La lune éclaire de toute sa splendeur les marécages des Hautes-Landes. Des nuages noirâtres cachent par moments sa présence rassurante. Même l’étoile du berger reste dissimulée au-delà des cotons ténébreux. Des sons anormaux se font soudain entendre. Dans l’eau permanente, recouverte d’une végétation dense dominée par des espèces herbacées… Il écume entre les arbres aux racines prononcées des bruits d’aspiration, de succion.
Comme si… comme si… un impudent irrespectueux osait briser les règles de ce monde obscur en foulant cette terre à l’odeur d’eau boueuse, de mousse spongieuse, de graminées, de joncs et de roseaux.
Une lumière apparaît, provenant d’une torche en forme de tézo. Sa flamme guide une jeune fille dans ce lieu humide, accablant et particulièrement dangereux en cet hiver 1903. Ses sabots s’enfoncent à chaque pas dans ce territoire que les hommes non expérimentés évitent à tout prix.

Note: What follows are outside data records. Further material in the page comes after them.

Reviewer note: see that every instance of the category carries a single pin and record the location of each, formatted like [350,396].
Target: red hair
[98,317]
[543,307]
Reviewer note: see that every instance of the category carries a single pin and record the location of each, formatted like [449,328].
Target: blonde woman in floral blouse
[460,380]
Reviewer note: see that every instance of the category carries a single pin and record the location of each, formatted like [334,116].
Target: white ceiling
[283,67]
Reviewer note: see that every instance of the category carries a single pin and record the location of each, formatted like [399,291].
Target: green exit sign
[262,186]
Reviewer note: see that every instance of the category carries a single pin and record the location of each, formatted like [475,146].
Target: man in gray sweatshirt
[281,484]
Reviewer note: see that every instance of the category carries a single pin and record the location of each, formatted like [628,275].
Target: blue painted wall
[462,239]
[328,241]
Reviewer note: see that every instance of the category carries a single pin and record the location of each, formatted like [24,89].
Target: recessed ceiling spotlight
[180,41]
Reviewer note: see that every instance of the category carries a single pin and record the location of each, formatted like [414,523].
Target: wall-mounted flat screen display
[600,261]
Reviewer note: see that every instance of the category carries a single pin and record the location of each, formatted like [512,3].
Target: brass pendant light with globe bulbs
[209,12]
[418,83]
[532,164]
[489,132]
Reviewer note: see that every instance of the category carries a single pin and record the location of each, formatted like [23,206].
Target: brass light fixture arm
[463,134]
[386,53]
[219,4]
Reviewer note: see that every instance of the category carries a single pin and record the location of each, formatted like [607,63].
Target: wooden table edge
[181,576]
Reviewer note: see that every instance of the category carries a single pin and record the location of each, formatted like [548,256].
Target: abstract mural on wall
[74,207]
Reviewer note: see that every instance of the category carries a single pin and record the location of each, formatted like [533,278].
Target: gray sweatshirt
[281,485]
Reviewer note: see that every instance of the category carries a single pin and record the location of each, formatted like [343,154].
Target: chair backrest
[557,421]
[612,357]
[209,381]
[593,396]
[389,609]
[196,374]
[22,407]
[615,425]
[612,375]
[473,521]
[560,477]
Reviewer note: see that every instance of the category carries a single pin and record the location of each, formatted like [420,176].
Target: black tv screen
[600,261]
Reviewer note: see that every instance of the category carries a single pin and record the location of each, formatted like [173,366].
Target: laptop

Pourtant, comment faire autrement ? Elle crie de sa voix tremblante et terrifiée, un prénom, « Dave », semble-t-il. Puis ses appels désespérés s’arrêtent, se transformant en sanglot étouffé. Des animaux fuient d’une souche pourrie et décadente dans un bruissement chaotique à son approche titubante. Les hululements d’un hibou appuient cette pesante ambiance morbide, si putride, si froide. Puis plus rien, un silence effrayant s’impose de lui-même. La Lune disparaît dans les ténèbres, laissant sa protégée seule et désemparée devant le linceul aquatique de son frère au corps violacé.
Elle tombe à genoux, hésitant à lui toucher le pied qui dépasse de son tombeau marécageux. Sa bouche bleue souffle des mots énigmatiques, la buée épaisse qui en sorte forme des étranges hiéroglyphes. Ils volent autour d’elle, lentement, jaunis par la lueur de la torche. Ses yeux blanchissent, ses doigts si près de la peau de son jumeau s’agrandissent dans un craquement sinistre. Sa seule source de lumière s’échappe de son autre main déformée pour s’étouffer sous l’eau croupie.
Quand la lune revient, recouvrant de ses rayons protecteurs la jeune fille qui n’en est plus une. Son dos boursouflé de l’enfant s’accumule sous sa guenille utilisée. Ses jambes autrefois d’une maigreur maladive grossissent, craquelant son épiderme d’où perle son sang. De petits vers luminescents dansent autour de leur future maîtresse. Les yeux rougeoyants des habitants du Marécage accompagnent les racines mouvantes qui rampent tels des mocassins d’eau aux crochets venimeux pour s’enfoncer dans sa chaire.
Et elles s’y enfoncent…
Longent ses os…
Pénètrent sa moelle épinière…
Prennent possession de son cerveau, de ce qu’elle représente pour augmenter sa haine, sa colère. Ses hurlements de douleur semi-humaine, semi-inhumaine écrasent ceux des esclaves en devenir. Eux, les animaux, insectes et plantes de son nouveau territoire.
Puis un silence, tout revient relatif, toujours sous le joug d’une lune fière de SA créature. Cette créature grandit de centimètre en centimètre pour atteindre la taille de deux hommes. Des morceaux de son ancienne enveloppe corporelle encore attachés à sa forme verdâtre échouent à ses pieds. Sa chaire, son sang, sa peau, ses entrailles, ses yeux, son visage déchiré, ils se désintègrent par magie. Par la magie de qui ? Peu importe en cet instant.
L’important est que tous oublient son existence. Des racines de toute taille se meuvent sur la carcasse de la chose, faisant d’elle un être du marécage. L’ancienne jeune fille place sa main aux trois doigts gigantesques sur la poitrine de l’enfant mort.
Et elle appuie. Des vaguelettes se forment à la surface, les vêtements du petit homme remuent parmi la bourbe, cherchant à se libérer de son fardeau.
Elle l’enfonce. Sous la terre boueuse, au-delà de la marre croupie.
Elle insiste. Le torse du malheureux craque sous la pression.
Des horribles fils de mastication envahissent le marécage. La terre se nourrit de son petit frère. Un sacrifice utile, un sacrifice essentiel, un sacrifice pour une seconde vie. Dave offre son énergie spirituelle à la nouvelle Maïkaïna.
Les enfants Durieux ne forment plus qu’un. Les pas lourds de l’enfant de la Lune s’aventurent à la limite de son territoire. Son œil brillant d’un vert vengeur scrute l’horizon, observe la colline à la pelouse coupée de la veille, visualise le véritable monstre de cette histoire coupant avec minutie le muscle d’une cuisse dodue de l’un de leurs amis d’infortunes.
Le conte d’Eugène Delmard, l’ogre dévoreur d’enfants.